Some of the medical treatments you may face can create its own challenges. In the beginning, some do not see immediate change in their daily routines. However, as the disease progresses, the following has been seen to commonly and drastically change the lifestyle of those suffering with Crohn’s:
• multiple surgeries
• frequent hospital stays
• loss of job
• require to be near a restroom
• high medical bills
• extreme fatigue
• consistent flare up
• routine colonoscopies
• extensive blood work
It is important to note that being able to afford your medical treatment will be essential for your health, as stress is the number one cause of the body flaring up. Social Security Disability benefits can be part of the solution, providing ongoing monthly income that helps to offset your expenses and your worries.

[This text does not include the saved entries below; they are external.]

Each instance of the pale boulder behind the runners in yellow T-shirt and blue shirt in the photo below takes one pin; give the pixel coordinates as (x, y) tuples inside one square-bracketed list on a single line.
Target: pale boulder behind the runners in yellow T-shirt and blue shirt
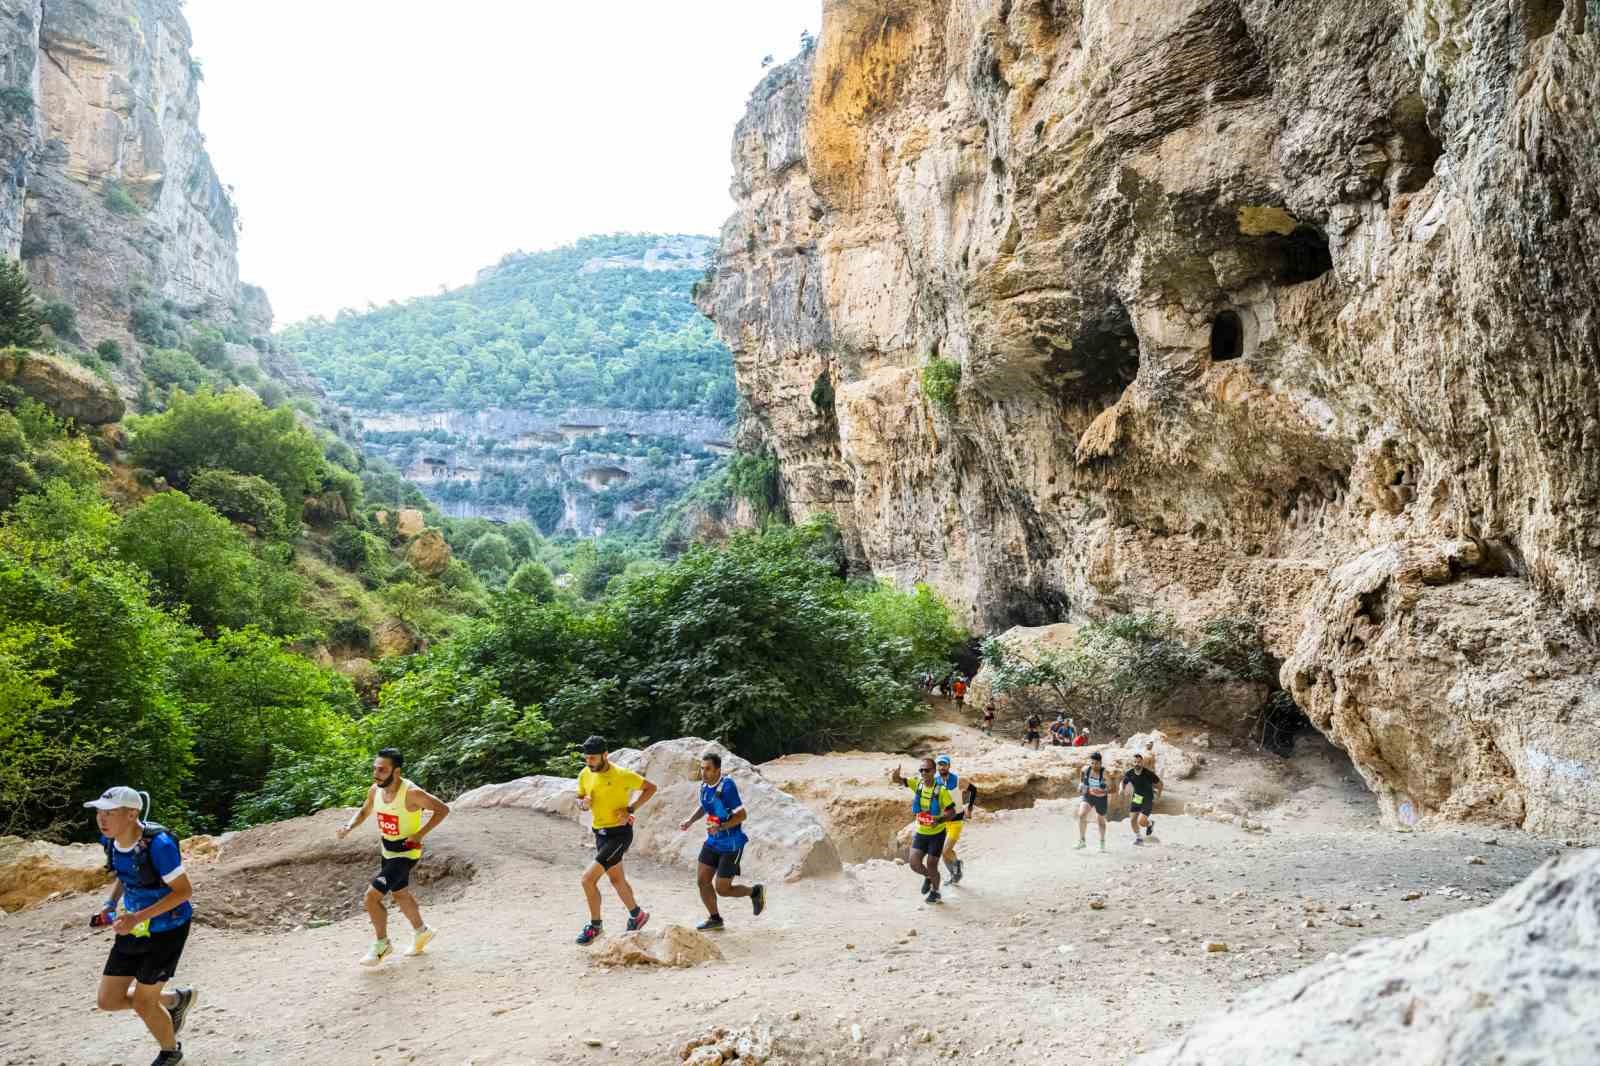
[(788, 841)]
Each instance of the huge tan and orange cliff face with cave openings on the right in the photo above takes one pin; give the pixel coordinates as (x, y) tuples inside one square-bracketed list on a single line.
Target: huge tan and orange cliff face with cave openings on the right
[(1260, 307)]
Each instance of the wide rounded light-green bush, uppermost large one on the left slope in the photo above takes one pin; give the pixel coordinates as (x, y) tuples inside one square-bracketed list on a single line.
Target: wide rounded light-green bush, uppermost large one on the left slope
[(236, 433)]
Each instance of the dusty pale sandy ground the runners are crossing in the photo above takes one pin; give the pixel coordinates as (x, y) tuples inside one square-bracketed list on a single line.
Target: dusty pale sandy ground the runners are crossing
[(1014, 968)]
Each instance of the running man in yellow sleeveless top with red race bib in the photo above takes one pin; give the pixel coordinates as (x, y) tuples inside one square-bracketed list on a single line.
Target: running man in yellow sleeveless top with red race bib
[(401, 830)]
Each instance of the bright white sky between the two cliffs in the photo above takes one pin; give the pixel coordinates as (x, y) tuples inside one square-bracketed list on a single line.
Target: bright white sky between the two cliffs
[(380, 150)]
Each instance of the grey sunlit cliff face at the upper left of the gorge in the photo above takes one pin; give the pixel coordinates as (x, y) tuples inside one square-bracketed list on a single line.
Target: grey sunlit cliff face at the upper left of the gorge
[(122, 202)]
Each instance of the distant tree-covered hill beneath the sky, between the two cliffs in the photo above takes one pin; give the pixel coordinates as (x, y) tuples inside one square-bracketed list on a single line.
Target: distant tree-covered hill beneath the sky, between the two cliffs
[(537, 334)]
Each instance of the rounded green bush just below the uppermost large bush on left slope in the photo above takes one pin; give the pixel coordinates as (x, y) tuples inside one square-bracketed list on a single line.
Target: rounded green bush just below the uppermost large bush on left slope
[(202, 563)]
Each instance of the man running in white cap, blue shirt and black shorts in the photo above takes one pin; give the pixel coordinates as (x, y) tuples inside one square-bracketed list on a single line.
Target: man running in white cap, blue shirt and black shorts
[(154, 924)]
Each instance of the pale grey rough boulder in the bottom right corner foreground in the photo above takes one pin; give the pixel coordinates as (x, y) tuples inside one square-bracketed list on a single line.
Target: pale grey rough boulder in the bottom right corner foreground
[(1505, 984)]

It is very likely that should you, or a loved one, be suffering from these symptoms and even have other indications of limitations, that you potentially have the common disability of Crohn’s Disease. While suffering from a common disability may be categorized as such, a common disability, your specific case and struggles will be completely unique to you. This may also directly impact your ability to work and successfully have a normal daily routine. From the onset of your concern of being impacted by Crohn’s Disease, it would be in your best interest to retain the services of an experienced and professional lawyer who is well versed in common disabilities, as well as being able to clearly help define your specific case and situation. Generally speaking, the United States Social Security Administration is not known for its sympathy towards those suffering with common disabilities. Ensuring you have a detailed and outlined medical file will be your primary key to ensuring the best possible outcome for receiving benefits. You will need to have medical validation that your ability to work is severely hindered, and you will also need to qualify for Social Security based upon the number of quarters you have effectively worked. It is always best to have confidence in your process, and the unknowns to be seen and understood before they become obstacles. By retaining the services of your attorney, this process is sure to become both manageable and successful.